Drinkability aside, the shakes took a toll on Carmel’s health and self-confidence. “I felt terrible, tired, hungry, and irritable, not to mention the impact it had on my social life,” she says. “I remember I’d bring a shake with me to high school, so everyone was eating their cheese doodles and sandwich, and I was sipping my shake. It really impacted my eating disorder and defined me as that kind of person, so different and a little broken.”
Now, when Carmel sees clients drinking shakes to slim down, she coaches them to try meal plans that they can maintain over the long-term, rather than crash diets. “The thing about shake diets, like Medifast, is that you get such great results from them initially, but it’s like the Holy Grail, and you can never get those results again,” she says. “You start to believe that’s what accurate weight loss is: 5, 6, 8 pounds a week. But it’s unhealthy and not sustainable.”
When she stopped competitively dancing, Monica Auslander, MS, RD, LDN, gained 15 pounds. So she turned to the popular three-phase South Beach Diet, which starts with the elimination of most carbohydrates, some of which are reintroduced in Phase 2. “I was having visions of dancing potatoes,” Auslander says. “I was practically sobbing into the allowable ‘dessert’—ricotta cheese, Splenda, and cocoa powder.”

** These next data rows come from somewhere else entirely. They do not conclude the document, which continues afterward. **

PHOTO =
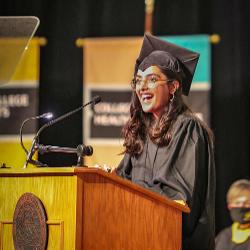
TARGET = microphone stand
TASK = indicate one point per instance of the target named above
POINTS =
(81, 151)
(94, 101)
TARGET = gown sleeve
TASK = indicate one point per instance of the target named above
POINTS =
(188, 173)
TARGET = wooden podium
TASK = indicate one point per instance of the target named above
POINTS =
(90, 209)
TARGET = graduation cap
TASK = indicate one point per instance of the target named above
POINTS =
(169, 56)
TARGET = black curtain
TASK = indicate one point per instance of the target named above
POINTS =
(62, 22)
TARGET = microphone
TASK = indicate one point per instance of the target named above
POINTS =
(81, 149)
(45, 115)
(94, 101)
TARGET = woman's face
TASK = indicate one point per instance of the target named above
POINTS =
(153, 90)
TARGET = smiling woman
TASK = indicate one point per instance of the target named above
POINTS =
(167, 148)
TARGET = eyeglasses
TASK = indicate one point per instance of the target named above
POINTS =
(151, 82)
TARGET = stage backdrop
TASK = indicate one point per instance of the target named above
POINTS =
(18, 101)
(108, 65)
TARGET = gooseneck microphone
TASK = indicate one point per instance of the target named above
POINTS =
(33, 148)
(45, 115)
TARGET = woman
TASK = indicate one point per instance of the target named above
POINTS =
(167, 148)
(237, 235)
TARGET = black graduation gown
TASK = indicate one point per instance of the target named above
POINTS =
(182, 170)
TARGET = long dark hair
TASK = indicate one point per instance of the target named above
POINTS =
(141, 124)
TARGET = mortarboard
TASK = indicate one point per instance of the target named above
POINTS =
(155, 51)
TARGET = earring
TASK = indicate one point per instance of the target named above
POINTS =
(171, 98)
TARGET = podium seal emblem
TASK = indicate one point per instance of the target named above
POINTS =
(29, 223)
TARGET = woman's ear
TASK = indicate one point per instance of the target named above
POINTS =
(173, 87)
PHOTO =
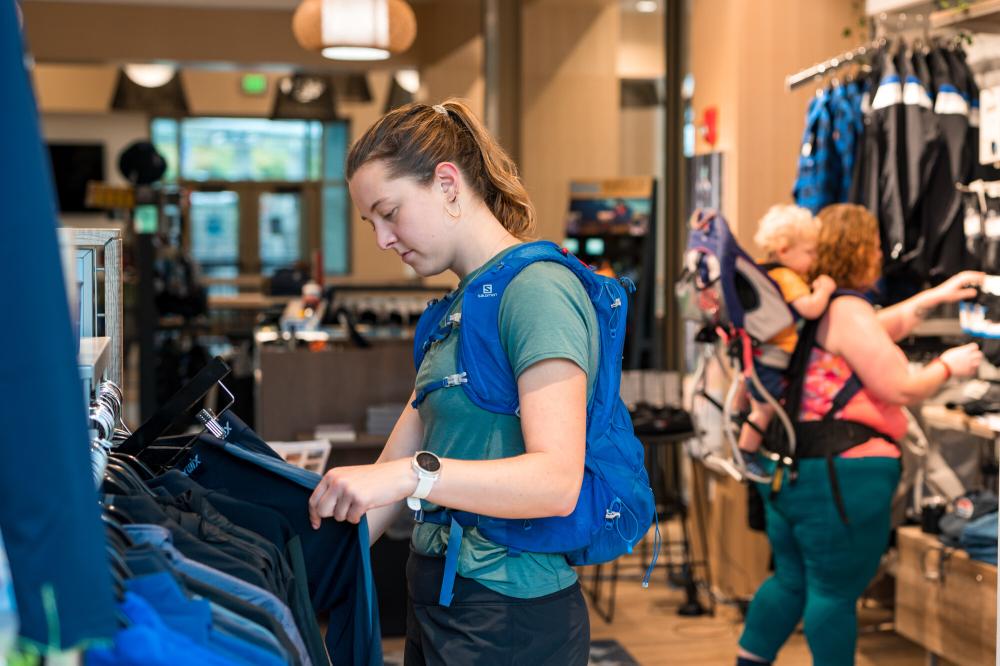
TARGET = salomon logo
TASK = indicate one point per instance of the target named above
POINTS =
(192, 465)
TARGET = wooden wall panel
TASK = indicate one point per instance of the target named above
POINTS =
(570, 101)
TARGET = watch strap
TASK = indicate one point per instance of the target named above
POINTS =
(424, 486)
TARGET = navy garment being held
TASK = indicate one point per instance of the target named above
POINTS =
(336, 555)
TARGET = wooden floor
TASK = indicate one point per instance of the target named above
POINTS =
(646, 623)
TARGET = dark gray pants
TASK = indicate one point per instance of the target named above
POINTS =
(486, 628)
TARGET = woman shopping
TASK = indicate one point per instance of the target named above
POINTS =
(829, 529)
(441, 193)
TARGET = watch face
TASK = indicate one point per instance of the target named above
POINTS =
(428, 462)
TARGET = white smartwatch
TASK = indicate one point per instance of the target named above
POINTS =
(428, 469)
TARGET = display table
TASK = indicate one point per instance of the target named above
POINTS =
(945, 602)
(939, 416)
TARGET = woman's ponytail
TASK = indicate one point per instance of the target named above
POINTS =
(415, 138)
(501, 187)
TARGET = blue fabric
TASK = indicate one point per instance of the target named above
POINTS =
(336, 556)
(234, 624)
(817, 183)
(150, 642)
(160, 537)
(773, 380)
(848, 126)
(303, 477)
(615, 505)
(193, 618)
(48, 509)
(235, 431)
(979, 538)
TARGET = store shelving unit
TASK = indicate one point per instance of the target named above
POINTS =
(97, 255)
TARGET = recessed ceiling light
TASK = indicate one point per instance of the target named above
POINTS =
(149, 75)
(355, 53)
(408, 80)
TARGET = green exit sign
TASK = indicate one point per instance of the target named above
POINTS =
(253, 84)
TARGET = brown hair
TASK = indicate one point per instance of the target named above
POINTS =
(413, 139)
(848, 247)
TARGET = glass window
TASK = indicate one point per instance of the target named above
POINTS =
(259, 149)
(215, 228)
(336, 151)
(280, 230)
(336, 234)
(247, 149)
(164, 135)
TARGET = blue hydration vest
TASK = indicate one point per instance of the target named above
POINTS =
(615, 507)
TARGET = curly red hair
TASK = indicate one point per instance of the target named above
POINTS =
(848, 249)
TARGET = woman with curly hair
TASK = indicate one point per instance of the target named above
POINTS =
(828, 530)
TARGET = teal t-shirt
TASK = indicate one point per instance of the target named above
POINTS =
(545, 313)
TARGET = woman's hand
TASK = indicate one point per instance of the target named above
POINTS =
(963, 361)
(958, 287)
(347, 493)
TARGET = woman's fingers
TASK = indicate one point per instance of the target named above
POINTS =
(323, 502)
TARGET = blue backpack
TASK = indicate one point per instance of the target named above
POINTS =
(615, 507)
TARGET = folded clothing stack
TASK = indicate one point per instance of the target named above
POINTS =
(973, 525)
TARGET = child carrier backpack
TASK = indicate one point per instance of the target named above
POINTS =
(824, 438)
(615, 507)
(737, 306)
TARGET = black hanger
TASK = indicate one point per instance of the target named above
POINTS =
(133, 463)
(113, 511)
(126, 478)
(116, 532)
(182, 402)
(114, 484)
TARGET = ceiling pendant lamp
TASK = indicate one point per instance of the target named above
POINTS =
(355, 29)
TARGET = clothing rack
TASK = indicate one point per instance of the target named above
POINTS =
(804, 76)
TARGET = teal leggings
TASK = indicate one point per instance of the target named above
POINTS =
(821, 565)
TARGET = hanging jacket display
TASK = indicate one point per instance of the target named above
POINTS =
(48, 507)
(916, 136)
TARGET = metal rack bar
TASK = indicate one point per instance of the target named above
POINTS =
(793, 81)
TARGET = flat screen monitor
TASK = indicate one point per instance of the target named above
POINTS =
(73, 166)
(594, 247)
(611, 207)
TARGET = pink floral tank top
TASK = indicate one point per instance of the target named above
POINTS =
(826, 374)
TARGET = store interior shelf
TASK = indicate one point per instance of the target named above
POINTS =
(93, 359)
(982, 16)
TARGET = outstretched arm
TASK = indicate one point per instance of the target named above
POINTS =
(544, 481)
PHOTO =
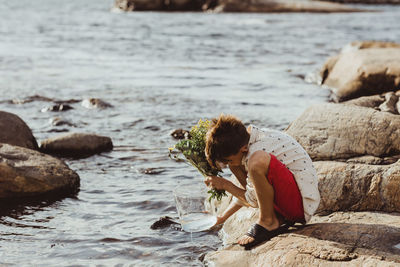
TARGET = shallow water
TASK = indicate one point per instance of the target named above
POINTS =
(160, 71)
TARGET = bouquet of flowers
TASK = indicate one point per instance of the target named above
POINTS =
(193, 149)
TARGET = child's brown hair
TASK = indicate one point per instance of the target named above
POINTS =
(225, 137)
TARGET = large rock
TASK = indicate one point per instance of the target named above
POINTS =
(340, 239)
(76, 145)
(25, 172)
(14, 131)
(363, 69)
(336, 131)
(358, 187)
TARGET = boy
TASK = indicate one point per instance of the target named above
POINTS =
(275, 172)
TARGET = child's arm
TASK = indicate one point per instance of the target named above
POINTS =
(233, 207)
(240, 175)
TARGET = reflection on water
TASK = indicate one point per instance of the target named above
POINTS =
(160, 72)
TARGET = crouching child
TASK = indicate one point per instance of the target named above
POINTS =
(275, 173)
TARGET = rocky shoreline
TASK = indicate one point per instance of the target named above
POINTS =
(28, 170)
(355, 148)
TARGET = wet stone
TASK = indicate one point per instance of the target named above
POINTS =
(163, 222)
(152, 171)
(92, 103)
(180, 134)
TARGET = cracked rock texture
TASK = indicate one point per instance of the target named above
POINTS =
(363, 68)
(336, 131)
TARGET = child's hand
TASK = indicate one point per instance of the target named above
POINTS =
(220, 220)
(216, 182)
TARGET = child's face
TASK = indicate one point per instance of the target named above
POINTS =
(235, 159)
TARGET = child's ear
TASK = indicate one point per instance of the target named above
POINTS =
(244, 149)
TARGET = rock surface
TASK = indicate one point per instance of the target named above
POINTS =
(336, 131)
(365, 69)
(14, 131)
(340, 239)
(233, 6)
(25, 172)
(76, 145)
(358, 187)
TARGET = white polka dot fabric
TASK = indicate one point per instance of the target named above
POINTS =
(286, 149)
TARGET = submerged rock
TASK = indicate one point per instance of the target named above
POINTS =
(336, 131)
(267, 6)
(373, 2)
(180, 134)
(92, 103)
(25, 173)
(57, 107)
(76, 145)
(232, 6)
(14, 131)
(364, 69)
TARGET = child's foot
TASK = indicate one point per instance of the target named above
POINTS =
(245, 239)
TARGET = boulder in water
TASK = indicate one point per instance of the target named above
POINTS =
(14, 131)
(26, 173)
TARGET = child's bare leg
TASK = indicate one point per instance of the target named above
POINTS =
(265, 196)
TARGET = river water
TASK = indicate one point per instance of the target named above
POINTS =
(160, 71)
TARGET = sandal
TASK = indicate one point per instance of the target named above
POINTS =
(260, 234)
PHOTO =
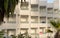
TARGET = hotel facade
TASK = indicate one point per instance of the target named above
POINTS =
(32, 16)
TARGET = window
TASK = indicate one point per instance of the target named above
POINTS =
(55, 10)
(42, 9)
(12, 18)
(34, 7)
(33, 30)
(50, 10)
(42, 29)
(34, 19)
(24, 30)
(49, 19)
(42, 19)
(24, 19)
(24, 4)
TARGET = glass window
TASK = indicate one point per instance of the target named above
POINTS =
(24, 4)
(34, 7)
(34, 19)
(12, 18)
(24, 19)
(42, 19)
(42, 9)
(50, 10)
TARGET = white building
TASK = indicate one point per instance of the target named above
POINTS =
(32, 16)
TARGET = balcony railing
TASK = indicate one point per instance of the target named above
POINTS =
(23, 4)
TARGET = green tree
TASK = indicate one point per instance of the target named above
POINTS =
(56, 25)
(7, 6)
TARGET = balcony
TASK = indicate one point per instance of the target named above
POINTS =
(24, 5)
(24, 19)
(50, 10)
(34, 19)
(42, 19)
(34, 7)
(12, 19)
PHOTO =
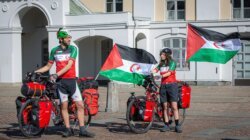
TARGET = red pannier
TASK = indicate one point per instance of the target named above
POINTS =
(149, 110)
(91, 97)
(41, 111)
(33, 89)
(184, 95)
(87, 83)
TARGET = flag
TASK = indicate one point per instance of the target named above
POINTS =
(127, 64)
(210, 46)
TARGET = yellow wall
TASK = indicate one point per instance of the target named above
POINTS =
(159, 10)
(127, 5)
(190, 9)
(95, 5)
(225, 9)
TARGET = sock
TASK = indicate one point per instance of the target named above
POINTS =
(176, 122)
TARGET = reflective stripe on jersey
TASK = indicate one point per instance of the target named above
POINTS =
(62, 57)
(170, 68)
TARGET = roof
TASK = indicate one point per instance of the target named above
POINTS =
(78, 8)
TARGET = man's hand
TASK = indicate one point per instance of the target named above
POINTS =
(53, 77)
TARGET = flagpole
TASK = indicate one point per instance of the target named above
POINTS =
(97, 75)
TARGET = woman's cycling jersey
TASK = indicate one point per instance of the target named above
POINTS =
(164, 69)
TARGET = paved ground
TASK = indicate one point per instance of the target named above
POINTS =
(217, 112)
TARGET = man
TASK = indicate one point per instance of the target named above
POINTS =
(64, 55)
(169, 88)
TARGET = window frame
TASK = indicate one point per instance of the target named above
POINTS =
(175, 10)
(182, 48)
(114, 6)
(242, 8)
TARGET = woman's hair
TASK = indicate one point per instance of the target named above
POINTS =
(165, 62)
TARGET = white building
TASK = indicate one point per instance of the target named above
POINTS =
(28, 31)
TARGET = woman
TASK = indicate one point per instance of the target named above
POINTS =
(168, 89)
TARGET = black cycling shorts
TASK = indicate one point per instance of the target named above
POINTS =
(67, 86)
(169, 92)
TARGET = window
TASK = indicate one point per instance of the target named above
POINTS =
(175, 10)
(178, 46)
(114, 5)
(241, 9)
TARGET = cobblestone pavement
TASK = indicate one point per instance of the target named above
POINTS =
(217, 112)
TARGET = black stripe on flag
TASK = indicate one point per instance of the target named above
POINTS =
(136, 55)
(214, 36)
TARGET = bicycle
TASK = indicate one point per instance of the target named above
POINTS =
(25, 120)
(139, 118)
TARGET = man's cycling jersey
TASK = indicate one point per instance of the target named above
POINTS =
(62, 57)
(164, 69)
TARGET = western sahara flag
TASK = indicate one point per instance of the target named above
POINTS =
(127, 64)
(210, 46)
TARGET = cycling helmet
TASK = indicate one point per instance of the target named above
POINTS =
(62, 33)
(166, 50)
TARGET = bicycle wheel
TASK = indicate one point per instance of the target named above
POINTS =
(136, 123)
(25, 121)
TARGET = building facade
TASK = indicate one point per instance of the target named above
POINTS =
(28, 31)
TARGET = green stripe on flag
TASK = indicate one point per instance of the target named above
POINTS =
(119, 75)
(212, 55)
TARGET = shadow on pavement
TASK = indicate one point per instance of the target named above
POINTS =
(118, 127)
(12, 131)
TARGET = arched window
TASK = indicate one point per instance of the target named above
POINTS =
(178, 45)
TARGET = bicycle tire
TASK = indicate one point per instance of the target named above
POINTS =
(137, 128)
(87, 119)
(27, 128)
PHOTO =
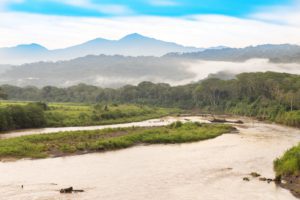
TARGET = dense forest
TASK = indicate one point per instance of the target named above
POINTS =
(21, 117)
(267, 96)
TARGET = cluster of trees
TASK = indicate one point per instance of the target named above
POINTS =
(264, 95)
(3, 95)
(20, 116)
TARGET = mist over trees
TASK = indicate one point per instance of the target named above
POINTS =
(264, 95)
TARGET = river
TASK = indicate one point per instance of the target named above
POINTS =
(206, 170)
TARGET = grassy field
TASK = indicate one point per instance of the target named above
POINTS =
(75, 114)
(289, 163)
(77, 142)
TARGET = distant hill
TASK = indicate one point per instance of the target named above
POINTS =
(102, 70)
(284, 53)
(130, 45)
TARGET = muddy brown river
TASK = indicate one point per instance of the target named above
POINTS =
(206, 170)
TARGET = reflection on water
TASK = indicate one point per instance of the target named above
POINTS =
(207, 170)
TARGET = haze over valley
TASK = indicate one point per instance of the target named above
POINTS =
(136, 58)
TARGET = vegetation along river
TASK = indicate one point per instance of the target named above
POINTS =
(211, 169)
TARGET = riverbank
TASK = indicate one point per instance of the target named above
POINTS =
(288, 168)
(81, 142)
(25, 115)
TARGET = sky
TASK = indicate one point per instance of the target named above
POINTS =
(236, 23)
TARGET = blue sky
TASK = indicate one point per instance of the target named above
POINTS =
(172, 8)
(236, 23)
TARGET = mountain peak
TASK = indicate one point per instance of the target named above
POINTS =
(134, 36)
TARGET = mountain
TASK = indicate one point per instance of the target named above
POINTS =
(101, 70)
(284, 53)
(130, 45)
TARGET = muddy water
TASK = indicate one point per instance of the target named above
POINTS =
(207, 170)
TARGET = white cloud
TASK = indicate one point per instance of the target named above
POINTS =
(201, 30)
(4, 3)
(280, 14)
(163, 3)
(114, 9)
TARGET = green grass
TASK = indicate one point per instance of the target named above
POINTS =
(70, 143)
(77, 114)
(289, 163)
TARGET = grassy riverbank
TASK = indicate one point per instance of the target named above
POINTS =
(18, 115)
(288, 168)
(77, 142)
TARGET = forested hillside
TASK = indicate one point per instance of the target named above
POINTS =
(272, 96)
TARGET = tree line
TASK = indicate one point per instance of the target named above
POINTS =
(270, 95)
(22, 116)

Though Auslander admits that because she was a teenager at the time, she wasn’t very well equipped to get creative with carb-less meals, she hasn’t forgotten how sluggish her body felt. Now she doesn’t believe in diets at all, only consistent eating patterns, and cautions clients against South Beach.
“It’s not mindful, intuitive, or realistic, and limits fiber, B vitamins, and amazing antioxidants and phytochemicals from fruits,” she says. “Diet restriction is never necessary—that’s what leads to overindulgence. I think there is a time and place for cutting things out of your diet, but this first phase of the diet was just too restrictive, unrealistic, and didn’t set the tone for healthy, sustainable eating habits.”